Because he was already committed to appearing in a different sitcom pilot, “L.A.X. 2194,” Perry initially settled for coaching other actor friends on how to play Chandler for their auditions. “There were times I just acted Chandler out for them and told them to copy what I’d done, so sure was I that it was the right way to play him,” he wrote.

But even with Perry’s assistance, Chandler’s delivery did not land the same. “No one could do it,” Crane told Vanity Fair. After “L.A.X. 2194” failed to get picked up, Perry won the role that would make him famous.

Some aspects of Chandler Bing were autobiographical morsels mined from the show’s writers — a bit of Crane’s personality plus experiences borrowed from the writers Jeff Greenstein (who once held a dubious data-processing job) and Jeff Strauss (whose parents announced their divorce at Thanksgiving). But much of the character’s personality, like his discomfort with silence and need to fill it with quips, came directly from Perry.

Once he made it through a week of auditions and callbacks, “Chandler was born,” he wrote. At first, the writers would underline words in the script that they hoped Perry would emphasize, but they learned that he would just emphasize a different word instead, so they started underlining the words they didn’t want him to emphasize. “It was a funny process,” Kauffman said in an interview with Vulture. They also sometimes invited Perry to improve upon their punchlines and suggest new ones, as seen in a 1999 Discovery Channel documentary about the show.

Eventually, though, Perry got sick of using his trademark cadence. “Could it be more annoying?” he asked in his memoir. It felt played out. Most of the characters had already mocked Chandler for it. “If I had to put the emphasis in the wrong place one more time, I thought I’d explode,” he wrote.

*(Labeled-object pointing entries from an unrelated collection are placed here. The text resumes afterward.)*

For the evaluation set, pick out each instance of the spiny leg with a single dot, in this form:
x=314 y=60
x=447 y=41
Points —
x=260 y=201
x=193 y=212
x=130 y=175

He considered begging the producers for a reprieve, though he ultimately just went back to saying the lines normally. But it was too late: Chandler-speak had permeated the culture in America and beyond. Language teachers have credited “Friends” with helping people around the world learn English, a claim echoed by international celebrities like the Korean pop star RM, from BTS, and the Cuban and Spanish actress Ana de Armas. (“Could I be any better at English?” de Armas joked during her April monologue on “Saturday Night Live.”)

Whatever his feelings about his trademark during “Friends,” Perry in recent years seemed to have made his peace with it. Earlier in the pandemic, he promoted T-shirts that read “Could I be any more vaccinated?” He also had a little fun at his own expense in his memoir, writing that he imagined his epitaph might be: “Here lies Matthew Perry — He Broke Up With Julia Roberts, or Could I Be More Stupid or Dead?” It’s a funny line, but one that’s harder to laugh at this week.